In this article, we explore the potential of Large Language Models (LLMs) for cybersecurity, focusing specifically on DDoS attack detection in IoT System and contrasting their benefits against traditional neural networks. Utilizing OpenAI’s GPT-3.5, GPT-4, and Ada models, we assessed LLMs’ capabilities in identifying DDoS threats across two distinct datasets: CICIDS 2017 [20] and the more complex Urban IoT Dataset [10]. By supplying context in few-shot method or through fine-tuning, LLMs can analyze network data, detect potential DDoS attacks, and provide insights into their reasoning. Our evaluations revealed that on the CICIDS 2017 dataset, few-shot LLM methods with only 10 prompt samples approached an accuracy of 90%, whereas fine-tuning with 70 samples achieved about 95%. On the challenging Urban IoT Dataset, in the case of aggressive DDoS attacks, few-shot techniques attained a 70% accuracy, while fine-tuning reached nearly 96%. When compared to a multi-layer perceptron (MLP) model trained with a similar number of few-shot samples, LLMs outperformed the MLP. Notably, LLMs demonstrated the ability to articulate the basis of their DDoS detections in few-shot learning and showed great potential. However, they were prone to hallucination in the fine-tuning method.

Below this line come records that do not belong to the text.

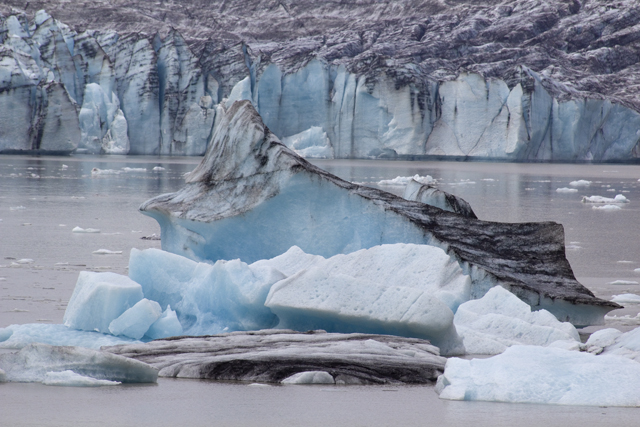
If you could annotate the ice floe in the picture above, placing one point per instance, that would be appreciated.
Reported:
(404, 180)
(625, 299)
(35, 362)
(580, 183)
(84, 230)
(531, 374)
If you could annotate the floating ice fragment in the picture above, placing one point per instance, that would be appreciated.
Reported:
(531, 374)
(98, 299)
(84, 230)
(623, 282)
(309, 377)
(599, 199)
(33, 362)
(626, 299)
(106, 252)
(135, 322)
(96, 172)
(404, 180)
(607, 207)
(580, 183)
(500, 319)
(71, 379)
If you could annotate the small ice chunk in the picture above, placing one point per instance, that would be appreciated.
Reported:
(98, 299)
(97, 172)
(531, 374)
(84, 230)
(106, 252)
(309, 377)
(33, 362)
(623, 282)
(137, 320)
(404, 180)
(580, 183)
(626, 299)
(71, 379)
(167, 325)
(500, 319)
(607, 207)
(599, 199)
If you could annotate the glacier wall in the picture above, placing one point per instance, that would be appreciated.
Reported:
(104, 92)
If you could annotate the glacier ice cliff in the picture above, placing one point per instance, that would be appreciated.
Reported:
(252, 198)
(273, 355)
(549, 80)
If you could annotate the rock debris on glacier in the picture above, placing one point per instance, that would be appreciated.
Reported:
(519, 80)
(252, 198)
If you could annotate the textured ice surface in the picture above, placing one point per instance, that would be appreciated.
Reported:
(429, 195)
(135, 322)
(71, 379)
(98, 299)
(33, 362)
(500, 320)
(309, 377)
(167, 325)
(407, 290)
(530, 374)
(252, 198)
(208, 299)
(273, 355)
(625, 299)
(599, 199)
(18, 336)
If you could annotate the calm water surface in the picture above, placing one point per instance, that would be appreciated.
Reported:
(43, 198)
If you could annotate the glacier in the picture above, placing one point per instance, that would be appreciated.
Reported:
(251, 198)
(396, 88)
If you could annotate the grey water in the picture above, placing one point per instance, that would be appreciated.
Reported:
(43, 198)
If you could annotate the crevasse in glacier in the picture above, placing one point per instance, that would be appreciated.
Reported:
(252, 198)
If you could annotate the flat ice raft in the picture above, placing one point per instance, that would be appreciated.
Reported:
(252, 198)
(530, 374)
(275, 356)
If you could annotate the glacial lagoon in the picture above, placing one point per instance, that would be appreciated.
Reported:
(43, 198)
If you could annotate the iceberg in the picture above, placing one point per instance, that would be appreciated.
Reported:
(430, 195)
(499, 320)
(36, 362)
(530, 374)
(98, 299)
(252, 198)
(271, 356)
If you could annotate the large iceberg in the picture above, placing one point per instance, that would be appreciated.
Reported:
(34, 362)
(531, 374)
(252, 198)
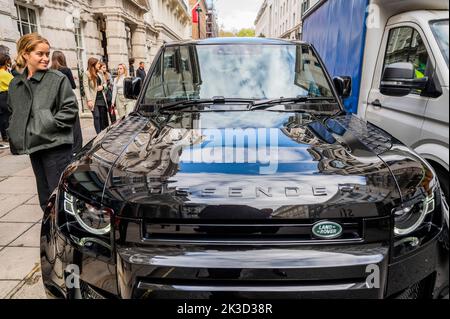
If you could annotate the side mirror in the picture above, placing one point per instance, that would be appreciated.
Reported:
(400, 78)
(343, 85)
(132, 88)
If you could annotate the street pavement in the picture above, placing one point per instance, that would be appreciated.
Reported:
(20, 221)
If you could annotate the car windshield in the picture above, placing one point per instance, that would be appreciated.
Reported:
(248, 72)
(440, 30)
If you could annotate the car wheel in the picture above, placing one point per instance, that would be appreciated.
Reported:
(443, 180)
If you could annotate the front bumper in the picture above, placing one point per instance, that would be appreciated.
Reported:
(196, 272)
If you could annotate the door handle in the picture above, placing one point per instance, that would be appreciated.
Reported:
(376, 103)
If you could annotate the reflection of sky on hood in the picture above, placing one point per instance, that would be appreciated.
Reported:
(227, 151)
(245, 71)
(244, 120)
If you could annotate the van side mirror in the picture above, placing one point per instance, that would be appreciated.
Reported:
(132, 88)
(399, 79)
(343, 85)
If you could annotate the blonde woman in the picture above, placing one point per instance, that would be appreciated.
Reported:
(43, 111)
(119, 102)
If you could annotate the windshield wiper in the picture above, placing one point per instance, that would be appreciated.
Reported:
(293, 100)
(219, 100)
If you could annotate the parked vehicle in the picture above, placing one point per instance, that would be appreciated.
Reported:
(239, 174)
(397, 54)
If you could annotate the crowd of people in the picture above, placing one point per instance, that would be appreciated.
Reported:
(39, 109)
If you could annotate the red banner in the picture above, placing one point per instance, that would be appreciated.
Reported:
(195, 14)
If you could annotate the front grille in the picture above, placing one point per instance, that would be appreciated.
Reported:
(242, 231)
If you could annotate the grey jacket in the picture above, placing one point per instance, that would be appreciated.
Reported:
(42, 119)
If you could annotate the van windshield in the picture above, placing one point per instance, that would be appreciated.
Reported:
(440, 31)
(242, 71)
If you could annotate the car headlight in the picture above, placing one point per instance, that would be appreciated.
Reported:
(410, 217)
(96, 221)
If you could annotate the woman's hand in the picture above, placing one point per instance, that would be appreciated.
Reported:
(91, 106)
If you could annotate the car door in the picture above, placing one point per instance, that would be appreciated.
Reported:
(401, 116)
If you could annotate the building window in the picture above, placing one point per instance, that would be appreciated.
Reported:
(26, 19)
(305, 6)
(128, 39)
(79, 44)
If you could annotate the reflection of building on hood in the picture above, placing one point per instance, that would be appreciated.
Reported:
(156, 151)
(152, 158)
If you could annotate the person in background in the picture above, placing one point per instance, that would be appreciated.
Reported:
(59, 63)
(94, 93)
(131, 64)
(141, 71)
(43, 112)
(120, 103)
(5, 80)
(16, 70)
(108, 93)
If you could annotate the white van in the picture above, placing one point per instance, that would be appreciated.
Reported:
(405, 80)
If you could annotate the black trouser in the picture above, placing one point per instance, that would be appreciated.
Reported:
(48, 165)
(4, 115)
(100, 114)
(77, 136)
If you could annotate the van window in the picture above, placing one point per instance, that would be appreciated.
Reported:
(406, 45)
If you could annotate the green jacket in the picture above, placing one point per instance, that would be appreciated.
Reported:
(43, 112)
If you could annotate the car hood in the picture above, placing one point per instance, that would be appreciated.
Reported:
(240, 165)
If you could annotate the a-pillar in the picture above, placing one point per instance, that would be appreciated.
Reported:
(116, 41)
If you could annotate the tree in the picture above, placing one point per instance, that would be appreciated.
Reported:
(246, 32)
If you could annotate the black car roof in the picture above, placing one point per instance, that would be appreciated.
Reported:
(235, 40)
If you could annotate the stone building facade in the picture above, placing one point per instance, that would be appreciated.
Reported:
(282, 18)
(112, 30)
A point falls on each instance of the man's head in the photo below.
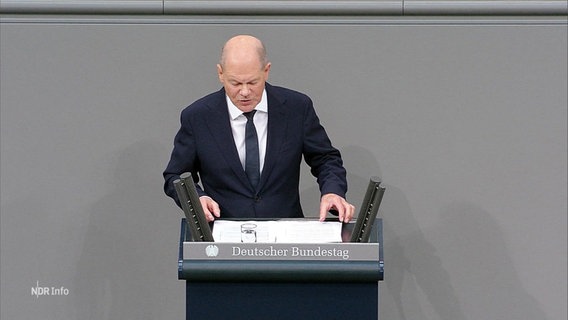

The rest of this paper is organized as follows: Sect. 2 presents the related work that have been done in this area. In Sect. 3, we present the DDoS detection methodologies have been utilized in this research, including zero-shot, one-shot, and few-shot LLMs and fine-tuning LLMs. In this research, we also compared the performances between the traditional multi-layer perceptron (MLP) models and LLMs. In this way, in Sect. 4, we illustrate the procedure to create the general training dataset to be used for training, and validating. The parameters of MLP models and hyper-parameters of LLMs are also described in this section. Section 5 shows the evaluation and analysis of the introduced models. Lastly, Sect. 6 provides a summary of this work.

2 Related Works

With the advent of the Internet and the proliferation of mobile applications, the digital landscape has seen a marked increase in vulnerabilities. Traditional security protocols and measures have been rendered insufficient in the face of these continuously evolving cyber threats. In this context, Machine Learning (ML) offers innovative solutions to bolster cybersecurity. However, its efficacy is still under scrutiny, especially since adversaries have found ways to exploit inherent weaknesses in ML-based defenses [21].

Language modeling, a core component in computational linguistics, has undergone significant transformations over the years. Earlier models were predominantly statistical. Today, the paradigm has shifted towards neural models, especially with the advent of pre-trained language models (PLMs) that employ the Transformer architecture on a large scale. When these models are scaled up—both in terms of size and computational prowess—they metamorphose into what are known as large language models (LLMs). These LLMs not only outperform their predecessors but also display a myriad of novel capabilities. An exemplar in this category is ChatGPT [28]. Recent research suggests that LLMs possess an inherent capability for reasoning. However, the exact bounds and depth of this capability remain subjects of intensive research [11]. In the nexus between artificial intelligence and network security, LLMs hold the promise of a formidable defense against cyber threats. By leveraging models like GPT-4, we can significantly augment the resilience of cybersecurity systems, granted they are implemented judiciously [12].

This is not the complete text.